“Nathan.” Landon’s timbre dropped to a rough whisper. “His name was Nathan.”
The pressure mounted in her chest. She nodded. Nathan.
Imagine Landon as a father. He’d be such a great father. Great brother. Great husband. Oh, God, would he ever trust her again? He was a just man but she suspected he wasn’t a forgiving one.
Feeling faint and pale, Beth smiled exhaustedly at him. “You talked to Anna, didn’t you?”
“We made sure the court knew what a scumbag Hector is, but we didn’t talk to her, Beth. That was all your doing. Clearly she respects you.”
The words, somehow, seemed a compliment.
She hesitated, then edged closer, desperate to again reach places she’d reached in him before. “Do you think we’ll win?”
He continued absently staring at the crowded hall before them. “We’ll win.”
She wanted to say something, but felt emotionally drained. Still, she attempted something light and funny, even though she didn’t feel like laughing. “Lucky you, you’ll be getting rid of me soon.”

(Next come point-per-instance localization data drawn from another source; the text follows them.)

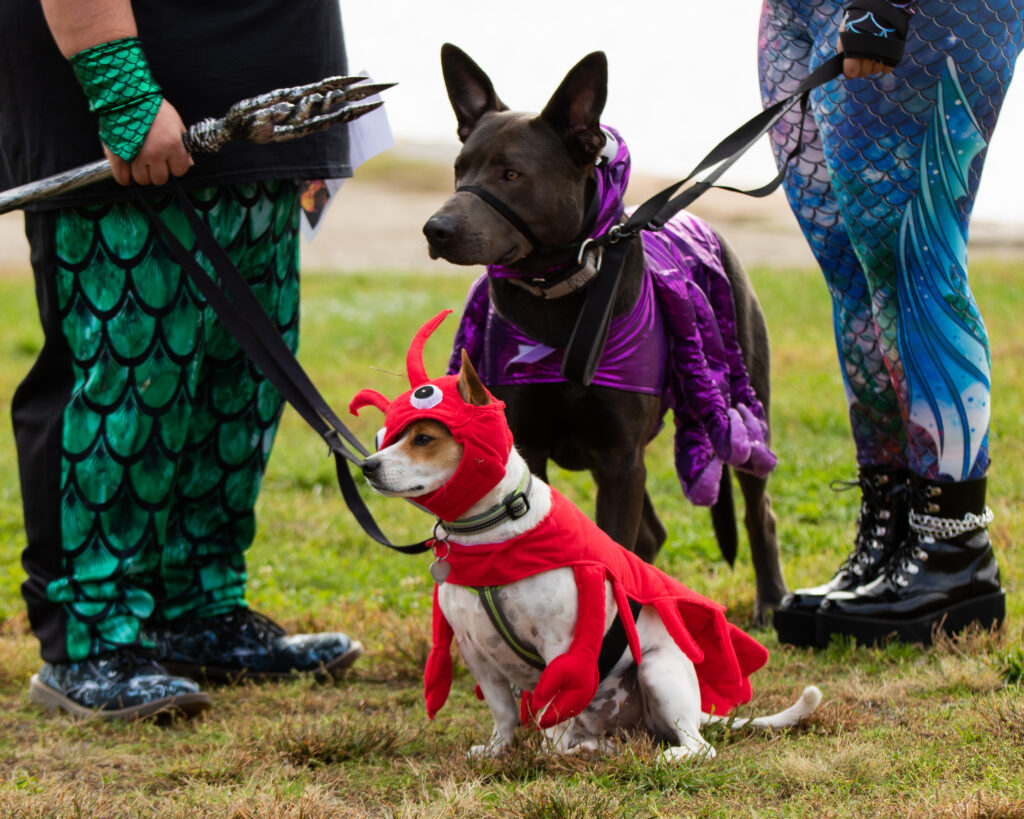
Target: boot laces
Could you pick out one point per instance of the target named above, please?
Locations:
(873, 519)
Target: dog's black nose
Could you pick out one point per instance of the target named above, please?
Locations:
(440, 228)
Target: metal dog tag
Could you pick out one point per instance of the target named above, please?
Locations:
(439, 570)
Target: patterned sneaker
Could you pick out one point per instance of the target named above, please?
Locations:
(246, 644)
(122, 685)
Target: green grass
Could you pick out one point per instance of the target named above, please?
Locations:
(902, 732)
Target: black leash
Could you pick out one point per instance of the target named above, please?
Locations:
(243, 315)
(587, 342)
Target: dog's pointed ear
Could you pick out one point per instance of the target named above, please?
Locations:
(470, 90)
(574, 110)
(470, 387)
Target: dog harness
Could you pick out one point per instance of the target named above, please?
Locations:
(679, 341)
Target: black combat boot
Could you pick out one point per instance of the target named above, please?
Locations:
(945, 576)
(882, 527)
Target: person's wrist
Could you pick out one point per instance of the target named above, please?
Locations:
(121, 91)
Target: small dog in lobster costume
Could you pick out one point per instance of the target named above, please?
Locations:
(544, 605)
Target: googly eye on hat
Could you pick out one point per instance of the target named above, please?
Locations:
(426, 397)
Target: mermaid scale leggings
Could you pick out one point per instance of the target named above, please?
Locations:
(142, 429)
(883, 191)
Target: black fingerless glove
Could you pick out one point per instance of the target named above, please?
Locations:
(876, 30)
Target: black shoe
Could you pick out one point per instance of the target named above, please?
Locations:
(882, 527)
(944, 577)
(245, 644)
(121, 685)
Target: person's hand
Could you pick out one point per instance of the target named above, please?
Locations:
(163, 154)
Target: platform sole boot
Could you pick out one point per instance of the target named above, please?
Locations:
(881, 528)
(944, 578)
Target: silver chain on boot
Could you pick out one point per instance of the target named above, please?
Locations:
(946, 528)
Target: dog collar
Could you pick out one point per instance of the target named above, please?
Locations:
(513, 507)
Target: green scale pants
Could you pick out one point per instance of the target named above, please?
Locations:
(142, 430)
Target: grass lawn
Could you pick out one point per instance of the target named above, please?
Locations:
(902, 731)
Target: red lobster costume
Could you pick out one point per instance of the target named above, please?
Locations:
(723, 655)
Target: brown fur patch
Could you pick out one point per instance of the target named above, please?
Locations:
(429, 441)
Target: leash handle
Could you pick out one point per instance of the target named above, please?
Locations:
(249, 324)
(663, 206)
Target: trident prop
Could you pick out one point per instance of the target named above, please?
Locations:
(273, 117)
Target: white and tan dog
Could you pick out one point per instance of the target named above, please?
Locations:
(660, 695)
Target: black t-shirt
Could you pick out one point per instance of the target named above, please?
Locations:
(206, 55)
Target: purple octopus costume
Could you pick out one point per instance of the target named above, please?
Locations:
(679, 341)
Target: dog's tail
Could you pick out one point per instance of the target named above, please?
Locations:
(801, 709)
(723, 518)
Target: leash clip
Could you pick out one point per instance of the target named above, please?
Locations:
(517, 506)
(586, 248)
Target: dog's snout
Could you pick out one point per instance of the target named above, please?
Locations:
(440, 228)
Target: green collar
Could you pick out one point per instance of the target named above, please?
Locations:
(513, 507)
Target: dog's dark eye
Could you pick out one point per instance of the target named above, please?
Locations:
(426, 396)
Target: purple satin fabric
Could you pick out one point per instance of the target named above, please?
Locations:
(679, 341)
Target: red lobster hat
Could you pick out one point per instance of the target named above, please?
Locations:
(482, 430)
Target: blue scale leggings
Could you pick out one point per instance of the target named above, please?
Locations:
(883, 191)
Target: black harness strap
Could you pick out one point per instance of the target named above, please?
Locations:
(509, 215)
(612, 646)
(249, 324)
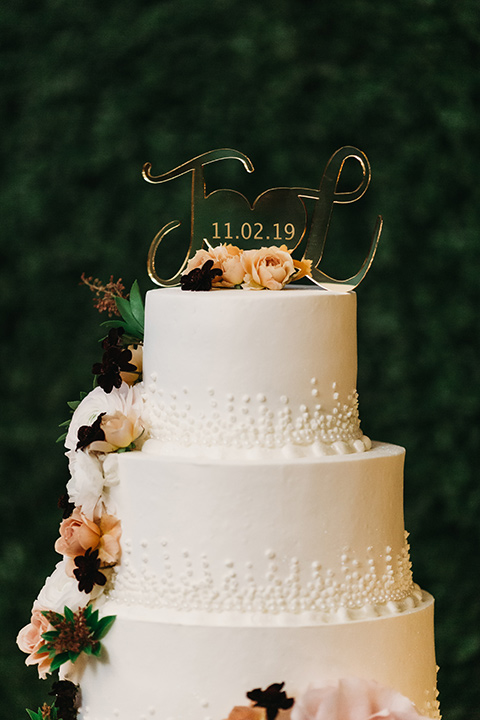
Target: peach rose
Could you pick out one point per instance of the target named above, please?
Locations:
(29, 640)
(109, 549)
(77, 534)
(244, 712)
(354, 699)
(120, 432)
(137, 360)
(226, 258)
(269, 268)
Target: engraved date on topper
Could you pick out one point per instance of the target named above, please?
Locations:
(277, 217)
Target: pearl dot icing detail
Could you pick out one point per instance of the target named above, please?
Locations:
(258, 421)
(272, 586)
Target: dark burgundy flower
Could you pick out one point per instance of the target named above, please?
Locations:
(273, 699)
(115, 360)
(65, 693)
(87, 571)
(200, 278)
(65, 506)
(89, 433)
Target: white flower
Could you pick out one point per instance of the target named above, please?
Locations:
(85, 487)
(60, 591)
(126, 400)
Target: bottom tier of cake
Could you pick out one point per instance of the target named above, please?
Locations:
(176, 670)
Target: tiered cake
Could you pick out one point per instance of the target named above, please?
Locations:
(262, 532)
(229, 532)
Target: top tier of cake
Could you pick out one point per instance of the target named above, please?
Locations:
(230, 370)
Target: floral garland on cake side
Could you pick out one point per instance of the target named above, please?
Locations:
(348, 699)
(65, 620)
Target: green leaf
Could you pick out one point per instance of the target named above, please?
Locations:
(104, 626)
(35, 715)
(136, 304)
(53, 617)
(59, 660)
(73, 656)
(91, 617)
(68, 614)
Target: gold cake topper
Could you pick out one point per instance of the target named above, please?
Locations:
(277, 217)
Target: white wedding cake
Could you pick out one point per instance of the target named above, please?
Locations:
(262, 532)
(229, 532)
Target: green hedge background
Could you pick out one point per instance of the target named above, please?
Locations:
(90, 91)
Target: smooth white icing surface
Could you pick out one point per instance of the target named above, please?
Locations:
(242, 369)
(321, 536)
(180, 672)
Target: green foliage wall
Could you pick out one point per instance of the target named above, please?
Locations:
(90, 91)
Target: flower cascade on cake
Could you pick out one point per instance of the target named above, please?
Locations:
(65, 619)
(347, 699)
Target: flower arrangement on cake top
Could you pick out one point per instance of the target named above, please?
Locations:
(64, 621)
(227, 266)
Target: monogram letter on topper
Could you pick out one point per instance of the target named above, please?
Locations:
(277, 217)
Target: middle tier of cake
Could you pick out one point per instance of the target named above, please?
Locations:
(322, 536)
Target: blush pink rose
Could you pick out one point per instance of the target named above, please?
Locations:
(109, 549)
(120, 431)
(270, 268)
(77, 535)
(354, 699)
(29, 640)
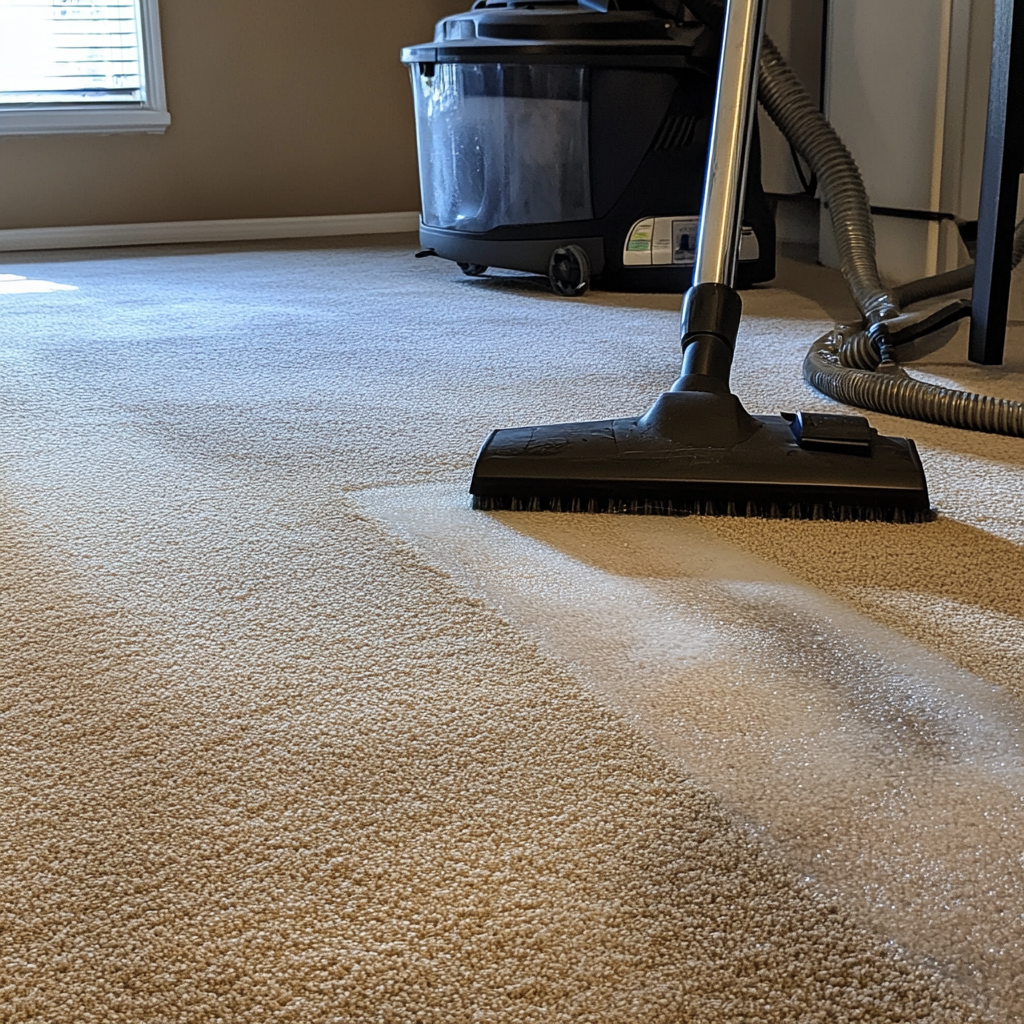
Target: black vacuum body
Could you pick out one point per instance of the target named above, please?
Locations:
(567, 141)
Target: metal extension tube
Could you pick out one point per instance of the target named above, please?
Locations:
(712, 308)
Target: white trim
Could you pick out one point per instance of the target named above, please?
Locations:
(102, 236)
(90, 119)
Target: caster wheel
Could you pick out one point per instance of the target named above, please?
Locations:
(568, 271)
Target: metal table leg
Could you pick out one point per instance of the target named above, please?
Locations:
(1000, 174)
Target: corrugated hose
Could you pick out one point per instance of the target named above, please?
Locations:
(857, 366)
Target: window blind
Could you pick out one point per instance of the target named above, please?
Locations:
(71, 51)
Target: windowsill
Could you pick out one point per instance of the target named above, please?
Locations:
(83, 121)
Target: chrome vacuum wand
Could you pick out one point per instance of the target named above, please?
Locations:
(712, 307)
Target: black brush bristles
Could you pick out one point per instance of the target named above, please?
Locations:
(749, 510)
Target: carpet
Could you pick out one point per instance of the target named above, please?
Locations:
(288, 733)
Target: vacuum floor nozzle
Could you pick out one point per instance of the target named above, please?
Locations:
(697, 453)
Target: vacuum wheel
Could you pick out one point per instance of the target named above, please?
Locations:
(568, 271)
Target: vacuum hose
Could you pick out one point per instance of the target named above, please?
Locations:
(857, 367)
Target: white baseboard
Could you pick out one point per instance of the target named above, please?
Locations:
(103, 236)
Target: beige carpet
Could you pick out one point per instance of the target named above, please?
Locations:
(287, 733)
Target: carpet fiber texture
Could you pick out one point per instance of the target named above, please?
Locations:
(288, 733)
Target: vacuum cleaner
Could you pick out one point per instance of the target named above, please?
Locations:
(696, 450)
(567, 139)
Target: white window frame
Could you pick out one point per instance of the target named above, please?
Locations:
(92, 119)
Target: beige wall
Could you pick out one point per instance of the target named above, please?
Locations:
(279, 110)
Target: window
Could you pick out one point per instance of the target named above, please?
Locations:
(80, 66)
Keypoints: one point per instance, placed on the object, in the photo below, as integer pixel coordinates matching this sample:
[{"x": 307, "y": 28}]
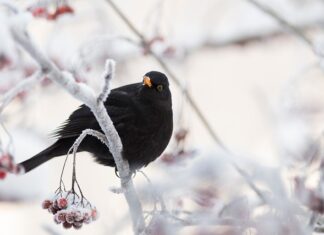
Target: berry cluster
[
  {"x": 43, "y": 12},
  {"x": 7, "y": 165},
  {"x": 70, "y": 210}
]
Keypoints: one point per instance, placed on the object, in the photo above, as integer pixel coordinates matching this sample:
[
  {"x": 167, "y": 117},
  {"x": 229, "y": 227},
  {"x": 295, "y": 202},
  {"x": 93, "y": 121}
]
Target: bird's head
[{"x": 156, "y": 86}]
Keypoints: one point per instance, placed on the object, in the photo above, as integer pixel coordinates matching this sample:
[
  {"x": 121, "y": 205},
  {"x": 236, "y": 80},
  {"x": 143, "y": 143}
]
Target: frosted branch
[
  {"x": 24, "y": 85},
  {"x": 108, "y": 74}
]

He turned to her then, and the lack of emotion in his eyes frightened her. His empty smile in no way warmed her. “Not soon enough.”
Still stunned minutes later, Beth couldn’t even hear through the noise of her blood rushing as they went back inside. The judge resumed his seat and began speaking. He mentioned foreseeing Hector having to answer some severe new accusations in the short future.
Beth heard the fateful words only barely, still struggled to swallow the sour dose of truth Landon had given her. He couldn’t wait to get rid of her.
“Custody awarded to the petitioners…effective immediately…”
The verdict gradually sunk into her thoughts. She saw the judge rise to leave and Hector’s stunned reaction. She noticed Landon shaking Mason’s hand. Beth blinked, swayed as she rose to her feet.
Had they won?
So fast? She’d waited months and had expected her misery to last days and days, and now they’d won?
The rest happened in a flurry of movement. Being hugged by the Gages, by her mother, her father, by everyone but Landon.
Outside, after a wait that felt eternal, Beth squinted as she watched a car pull over, and David stepped out, running toward her with a grin and another drawing. She glanced at Anna, who smiled at them both from the bottom steps of the courthouse.
“Anna, thank you,” she murmured under her breath, then quickly started for her son. God, was she dreaming? She wanted to sing and cry and dance.
“Mom! Mom, I made us a drawing!” He didn’t kiss or hug her but immediately showed the paper to her and pointed at the figures drawn. “You, me and dog man. See!”
Beth’s stomach clenched. The gigantic brown dog he’d drawn covered nearly half the page, and the rest of the picture contained David, Beth and Landon, holding hands while straddling the monster dog. “But sweetie, dog man…” Won’t be around for long.
She fell quiet when Landon walked up beside her. “Dog man is taller in person,” she improvised, flustered as she straightened. Her mom’s sad, sympathetic look made a lump grow in her throat. Why was it when you made one dream come true, another fell apart?
Landon remained at her side, and all she became aware of was the fact that he didn’t touch her. “Home?” he asked.
Temporary home, Beth thought, already pained to expose David to Landon’s household. He couldn’t get too settled in, could he?
Beth seized David’s hand and tried a smile that didn’t quite make it. “We’re ready.” God, that tiny hand inside of hers felt so right.
Ducking his head to meet David eye to eye, Landon bumped fists with her son, both of them smiling and doing it naturally this time. “You can sleep in Nathan’s room,” he told the child.
The generous offer only made Beth’s misery complete. For she, better than anyone, knew how zealously Landon had guarded that room. Before he’d known the truth about his baby.
Thomas opened the car door, and the three of them climbed inside, David excited, Landon quiet and Beth torn between excitement and despair, on their way to a make-believe home.
She and David hugged all the way.
Fourteen
The house was silent tonight.
Four months had passed, and every day of living with a fake family had been silent, wretched torture.
Landon stared out the window, not really seeing the manicured lawns outside. He was in his room, alone. Just him and the divorce papers. His bedroom had never felt so empty. The furniture couldn’t fill the space. Nothing could fill the vast feeling of loss and emptiness.
Mask and Brindle, who’d taken to sleeping with David now, were down the hall in the boy’s room.